One of the problems is exactly where to relocate the remaining 248 prisoners. Few places are standing in line for the privilege. Maybe ACORN could use a few more volunteers.
This moment stands in stark contrast to the day in 1981 when President Reagan took the oath of office as American hostages were winging their way back to freedom after 444 days of captivity in a Tehran prison. The mullahs set them free rather than deal with a resolute new commander in chief, and in the knowledge they wouldn’t have Jimmy Carter to kick around anymore.

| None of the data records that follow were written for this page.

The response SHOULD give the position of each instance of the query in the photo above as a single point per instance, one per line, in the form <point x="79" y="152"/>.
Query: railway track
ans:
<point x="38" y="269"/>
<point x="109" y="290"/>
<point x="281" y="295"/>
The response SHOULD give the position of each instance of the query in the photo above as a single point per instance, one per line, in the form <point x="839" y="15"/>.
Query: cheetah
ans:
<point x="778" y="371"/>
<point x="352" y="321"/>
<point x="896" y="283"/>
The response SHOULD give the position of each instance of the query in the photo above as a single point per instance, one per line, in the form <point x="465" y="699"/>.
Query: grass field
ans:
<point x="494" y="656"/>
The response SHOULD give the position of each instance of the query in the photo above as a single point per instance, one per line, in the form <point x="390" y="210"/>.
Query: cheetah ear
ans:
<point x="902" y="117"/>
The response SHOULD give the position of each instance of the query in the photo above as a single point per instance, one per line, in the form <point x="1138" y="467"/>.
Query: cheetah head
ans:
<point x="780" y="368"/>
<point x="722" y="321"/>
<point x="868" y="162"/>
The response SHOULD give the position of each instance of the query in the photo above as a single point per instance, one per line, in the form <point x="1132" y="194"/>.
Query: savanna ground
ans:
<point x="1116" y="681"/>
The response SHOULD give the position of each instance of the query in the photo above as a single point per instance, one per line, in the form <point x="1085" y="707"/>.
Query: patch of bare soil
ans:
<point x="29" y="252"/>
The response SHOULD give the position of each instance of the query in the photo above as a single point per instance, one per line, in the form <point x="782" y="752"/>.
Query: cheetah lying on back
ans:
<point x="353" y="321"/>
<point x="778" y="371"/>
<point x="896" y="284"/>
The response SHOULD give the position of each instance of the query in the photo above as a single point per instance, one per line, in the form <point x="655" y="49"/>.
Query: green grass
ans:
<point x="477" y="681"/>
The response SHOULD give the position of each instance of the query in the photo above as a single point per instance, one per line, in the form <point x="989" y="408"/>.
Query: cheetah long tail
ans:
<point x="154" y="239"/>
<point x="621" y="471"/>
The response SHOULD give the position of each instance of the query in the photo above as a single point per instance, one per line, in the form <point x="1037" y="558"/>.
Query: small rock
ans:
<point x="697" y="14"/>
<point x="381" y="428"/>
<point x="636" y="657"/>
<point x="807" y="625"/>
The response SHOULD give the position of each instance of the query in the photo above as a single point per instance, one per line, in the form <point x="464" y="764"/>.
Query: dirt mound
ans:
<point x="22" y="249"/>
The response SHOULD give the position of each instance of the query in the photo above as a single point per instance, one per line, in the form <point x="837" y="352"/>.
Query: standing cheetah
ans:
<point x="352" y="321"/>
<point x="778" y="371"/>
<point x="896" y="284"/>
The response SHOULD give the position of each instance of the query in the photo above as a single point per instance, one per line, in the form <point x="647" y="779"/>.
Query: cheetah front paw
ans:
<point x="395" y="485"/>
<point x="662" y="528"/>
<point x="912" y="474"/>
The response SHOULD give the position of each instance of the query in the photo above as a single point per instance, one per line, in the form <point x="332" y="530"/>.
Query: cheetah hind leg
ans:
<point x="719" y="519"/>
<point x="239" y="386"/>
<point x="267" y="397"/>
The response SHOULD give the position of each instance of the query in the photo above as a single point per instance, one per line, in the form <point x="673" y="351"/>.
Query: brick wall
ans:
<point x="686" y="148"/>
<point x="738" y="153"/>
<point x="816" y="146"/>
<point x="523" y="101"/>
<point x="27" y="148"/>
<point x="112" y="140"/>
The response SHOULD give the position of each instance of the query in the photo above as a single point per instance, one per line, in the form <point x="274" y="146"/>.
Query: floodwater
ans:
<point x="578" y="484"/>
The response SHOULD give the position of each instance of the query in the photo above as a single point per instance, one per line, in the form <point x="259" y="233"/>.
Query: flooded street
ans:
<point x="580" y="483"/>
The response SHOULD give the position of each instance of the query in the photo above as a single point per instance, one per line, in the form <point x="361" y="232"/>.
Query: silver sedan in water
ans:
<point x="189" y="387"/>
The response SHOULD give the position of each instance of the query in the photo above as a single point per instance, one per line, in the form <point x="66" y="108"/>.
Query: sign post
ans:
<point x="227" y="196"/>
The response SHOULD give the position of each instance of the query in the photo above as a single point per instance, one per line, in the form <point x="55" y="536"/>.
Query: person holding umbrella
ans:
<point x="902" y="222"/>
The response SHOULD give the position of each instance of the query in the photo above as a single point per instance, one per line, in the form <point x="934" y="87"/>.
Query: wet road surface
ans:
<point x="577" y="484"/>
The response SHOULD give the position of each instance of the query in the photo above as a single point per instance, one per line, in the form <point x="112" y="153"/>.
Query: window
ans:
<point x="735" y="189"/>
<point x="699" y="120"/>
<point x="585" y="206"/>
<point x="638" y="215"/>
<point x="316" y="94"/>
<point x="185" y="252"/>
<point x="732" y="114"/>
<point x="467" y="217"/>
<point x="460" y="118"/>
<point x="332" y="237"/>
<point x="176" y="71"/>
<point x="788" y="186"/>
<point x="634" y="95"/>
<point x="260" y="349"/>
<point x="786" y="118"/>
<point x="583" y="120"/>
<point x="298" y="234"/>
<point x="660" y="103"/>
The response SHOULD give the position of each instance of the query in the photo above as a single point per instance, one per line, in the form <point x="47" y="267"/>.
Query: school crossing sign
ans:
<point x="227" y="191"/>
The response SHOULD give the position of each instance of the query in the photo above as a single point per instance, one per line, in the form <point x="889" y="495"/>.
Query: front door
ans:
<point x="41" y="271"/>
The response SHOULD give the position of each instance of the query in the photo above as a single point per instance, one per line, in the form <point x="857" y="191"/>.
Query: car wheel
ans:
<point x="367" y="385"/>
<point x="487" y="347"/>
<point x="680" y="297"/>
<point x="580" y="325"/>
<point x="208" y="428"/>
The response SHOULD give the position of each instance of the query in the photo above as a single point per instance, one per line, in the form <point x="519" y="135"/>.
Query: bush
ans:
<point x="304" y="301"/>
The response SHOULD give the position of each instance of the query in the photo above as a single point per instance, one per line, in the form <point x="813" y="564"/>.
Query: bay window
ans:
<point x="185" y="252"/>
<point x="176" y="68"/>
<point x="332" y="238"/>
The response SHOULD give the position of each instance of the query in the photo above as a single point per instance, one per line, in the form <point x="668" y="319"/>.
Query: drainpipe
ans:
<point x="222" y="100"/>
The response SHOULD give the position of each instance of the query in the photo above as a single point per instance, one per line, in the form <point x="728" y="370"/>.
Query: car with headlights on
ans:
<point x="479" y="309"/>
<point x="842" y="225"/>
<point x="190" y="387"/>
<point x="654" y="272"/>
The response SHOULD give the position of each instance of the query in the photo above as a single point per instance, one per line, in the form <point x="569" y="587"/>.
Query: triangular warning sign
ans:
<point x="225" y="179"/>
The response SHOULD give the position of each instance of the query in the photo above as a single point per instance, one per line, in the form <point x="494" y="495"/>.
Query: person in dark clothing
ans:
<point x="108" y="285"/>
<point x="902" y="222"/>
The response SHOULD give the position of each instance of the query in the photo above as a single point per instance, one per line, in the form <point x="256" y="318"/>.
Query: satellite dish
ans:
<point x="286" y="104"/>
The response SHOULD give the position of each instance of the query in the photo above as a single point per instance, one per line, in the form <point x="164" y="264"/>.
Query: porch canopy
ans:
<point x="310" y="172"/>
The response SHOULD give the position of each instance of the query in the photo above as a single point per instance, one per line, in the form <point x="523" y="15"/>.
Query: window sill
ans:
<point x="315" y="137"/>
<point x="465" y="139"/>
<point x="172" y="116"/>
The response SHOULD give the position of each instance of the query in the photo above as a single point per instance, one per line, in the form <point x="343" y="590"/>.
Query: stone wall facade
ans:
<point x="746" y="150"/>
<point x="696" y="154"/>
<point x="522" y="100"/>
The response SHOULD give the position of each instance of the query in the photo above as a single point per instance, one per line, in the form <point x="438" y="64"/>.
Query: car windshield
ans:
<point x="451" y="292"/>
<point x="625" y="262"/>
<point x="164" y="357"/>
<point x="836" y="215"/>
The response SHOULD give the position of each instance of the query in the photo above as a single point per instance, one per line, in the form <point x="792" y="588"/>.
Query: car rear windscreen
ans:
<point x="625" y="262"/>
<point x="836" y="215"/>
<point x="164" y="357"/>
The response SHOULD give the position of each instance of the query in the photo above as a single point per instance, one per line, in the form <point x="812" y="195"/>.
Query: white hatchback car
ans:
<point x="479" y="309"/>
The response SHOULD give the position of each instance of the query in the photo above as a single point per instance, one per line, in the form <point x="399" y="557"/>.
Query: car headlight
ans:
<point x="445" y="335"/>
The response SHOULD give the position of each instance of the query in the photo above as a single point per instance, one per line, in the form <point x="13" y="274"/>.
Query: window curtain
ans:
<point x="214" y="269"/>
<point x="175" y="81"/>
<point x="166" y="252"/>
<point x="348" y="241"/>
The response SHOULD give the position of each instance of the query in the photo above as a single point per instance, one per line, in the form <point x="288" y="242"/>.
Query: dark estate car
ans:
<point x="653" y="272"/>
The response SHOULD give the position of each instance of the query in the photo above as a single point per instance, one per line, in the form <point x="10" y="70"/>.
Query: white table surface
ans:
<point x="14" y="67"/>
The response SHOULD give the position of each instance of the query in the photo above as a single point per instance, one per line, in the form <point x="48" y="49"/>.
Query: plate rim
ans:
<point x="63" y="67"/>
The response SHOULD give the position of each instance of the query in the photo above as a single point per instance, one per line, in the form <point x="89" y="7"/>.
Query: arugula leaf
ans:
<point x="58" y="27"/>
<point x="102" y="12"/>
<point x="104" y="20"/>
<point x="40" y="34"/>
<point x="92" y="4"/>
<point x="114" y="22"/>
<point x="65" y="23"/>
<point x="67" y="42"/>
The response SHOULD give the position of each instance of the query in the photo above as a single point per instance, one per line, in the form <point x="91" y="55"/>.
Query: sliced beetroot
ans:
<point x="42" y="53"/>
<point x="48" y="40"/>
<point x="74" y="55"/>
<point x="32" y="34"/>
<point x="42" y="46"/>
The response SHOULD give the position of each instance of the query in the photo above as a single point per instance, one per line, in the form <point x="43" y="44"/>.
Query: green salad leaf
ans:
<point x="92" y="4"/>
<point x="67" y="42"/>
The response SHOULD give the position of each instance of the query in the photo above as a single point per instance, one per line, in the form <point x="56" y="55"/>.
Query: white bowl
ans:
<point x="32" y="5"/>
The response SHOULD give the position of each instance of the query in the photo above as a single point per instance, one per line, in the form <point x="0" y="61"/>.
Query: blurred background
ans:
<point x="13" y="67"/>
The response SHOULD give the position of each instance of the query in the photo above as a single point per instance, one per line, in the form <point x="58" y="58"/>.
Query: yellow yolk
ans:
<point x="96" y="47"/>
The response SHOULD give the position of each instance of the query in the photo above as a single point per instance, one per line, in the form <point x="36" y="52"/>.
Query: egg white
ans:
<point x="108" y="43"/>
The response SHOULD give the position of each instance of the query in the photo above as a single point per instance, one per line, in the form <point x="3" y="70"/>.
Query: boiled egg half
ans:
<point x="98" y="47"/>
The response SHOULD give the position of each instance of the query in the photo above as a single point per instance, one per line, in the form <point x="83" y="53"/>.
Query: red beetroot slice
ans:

Now it is we who are capitulating. Last May, the Defense Department said at least 36 former Guantanamo detainees are “confirmed or suspected” of having returned to the battlefield. If Obama orders a shift out of Gitmo, you can be sure more terrorists will return to the front.Among those previously released are Abdullah Salim Ali al-Ajmi, who was first detained in Afghanistan and spent three years at Gitmo before being released in 2005. Al-Ajmi returned to Kuwait and last May went to Iraq to become a suicide bomber. He was successful in his new line of work.
Abdullah Mehsud spent 25 months at Gitmo until his release from such inhuman bondage in March 2004. While out on his own recognizance, he returned to his native South Waziristan where he rebuilt and led a Taliban cadre estimated at 5,000 foot soldiers conducting cross-border raids from Pakistan.
Guantanamo is home to some of the world’s most dangerous Islamists: Chechen jihadists, Afghan mujahedeen and Taliban fighters, and al-Qaida terrorists from across the Middle East and North Africa. Khalid Sheikh Mohammed, mastermind of the 9/11 attacks, and Abd al-Rahim al-Nashiri, architect of the USS Cole bombing in 2000, are among the 14 “high value” detainees.
Contrary to the conventional wisdom, Gitmo detainees have not been held without some form of adjudication. All have undergone two levels of review, one to determine their status as enemy combatants, the other an annual review to determine their fitness for release. Obviously this part is not an exact science.
Guantanamo and the incarceration and interrogation of its inhabitants have saved thousands of American lives and untold tragedy. While it has existed, America’s enemies have had a harder time plying their trade.
In his first post-election interview with “60 Minutes” last Nov. 16, Obama said: “I have said repeatedly that I intend to close Guantanamo, and I will follow through on that. I’ve said repeatedly that America doesn’t torture, and I’m going to make sure that we don’t torture.
“Those are part and parcel of an effort to regain America’s moral stature in the world.”
We are more concerned with guaranteeing America’s survival.